Patriots head coach Bill Belichick is known for his success against young quarterbacks, with a 19-5 record against rookies. When facing quarterbacks from the 2018 draft class, the Patriots allowed only one touchdown and 126 passing yards per game while forcing 10 interceptions. Belichick and the Patriots’ defense held Bills quarterback Josh Allen to 153 passing yards and 26 rushing yards in week three, and they have the capability to hold Lamar Jackson to similar numbers. 

The Patriots struggle to get their running game into a rhythm every week, and with the Ravens ranking third in the league in average rushing yards allowed per game, they will likely rely on Tom Brady and the passing game. With the recent addition of wide receiver Mohammed Sanu to the roster, and the likely return of wide receiver N’Keal Harry this week, Brady will have a healthy receiving core for the first time since week six. Though the Ravens struggled defending the passing game in the first half of the season, their recent acquisition of former pro-bowl cornerback Marcus Peters could bring new life to their secondary.

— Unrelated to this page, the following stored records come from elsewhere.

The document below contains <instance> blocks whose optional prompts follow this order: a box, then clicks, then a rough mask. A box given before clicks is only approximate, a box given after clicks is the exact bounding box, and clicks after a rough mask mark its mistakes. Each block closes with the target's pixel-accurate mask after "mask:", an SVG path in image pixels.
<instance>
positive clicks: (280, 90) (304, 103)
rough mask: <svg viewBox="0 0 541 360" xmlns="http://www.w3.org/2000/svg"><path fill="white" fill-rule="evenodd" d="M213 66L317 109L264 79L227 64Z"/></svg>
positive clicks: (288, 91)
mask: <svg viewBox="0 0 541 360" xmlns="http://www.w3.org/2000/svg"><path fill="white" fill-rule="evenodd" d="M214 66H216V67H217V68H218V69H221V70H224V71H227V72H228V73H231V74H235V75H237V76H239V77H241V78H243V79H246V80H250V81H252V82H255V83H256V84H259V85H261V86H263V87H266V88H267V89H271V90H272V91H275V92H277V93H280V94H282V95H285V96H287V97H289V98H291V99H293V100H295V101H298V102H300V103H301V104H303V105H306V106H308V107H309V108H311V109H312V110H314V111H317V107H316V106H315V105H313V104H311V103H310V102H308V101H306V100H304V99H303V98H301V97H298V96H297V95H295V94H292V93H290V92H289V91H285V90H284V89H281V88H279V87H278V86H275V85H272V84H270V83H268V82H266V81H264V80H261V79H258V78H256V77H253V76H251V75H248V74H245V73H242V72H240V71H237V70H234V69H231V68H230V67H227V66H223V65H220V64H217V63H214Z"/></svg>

The injury-plagued offensive line struggles to give Brady enough time during passing plays, causing him to throw incompletions and draw a league leading three intentional grounding penalties. Though the Ravens boast only 12 sacks, the tough and physical Ravens front seven will cause more disruptions for Brady. 

This matchup is a game-changer for the Patriots. With so much confusion surrounding the actual strength of the team, this is the Patriots’ opportunity to prove themselves as the team to beat in the American Football Conference. The Ravens, however, are not afraid of the defending champions, and they are one of just two teams to beat the Patriots in the playoffs at Gillette Stadium. The Ravens are physical, tough, and capable of handing the Patriots their first loss of the season.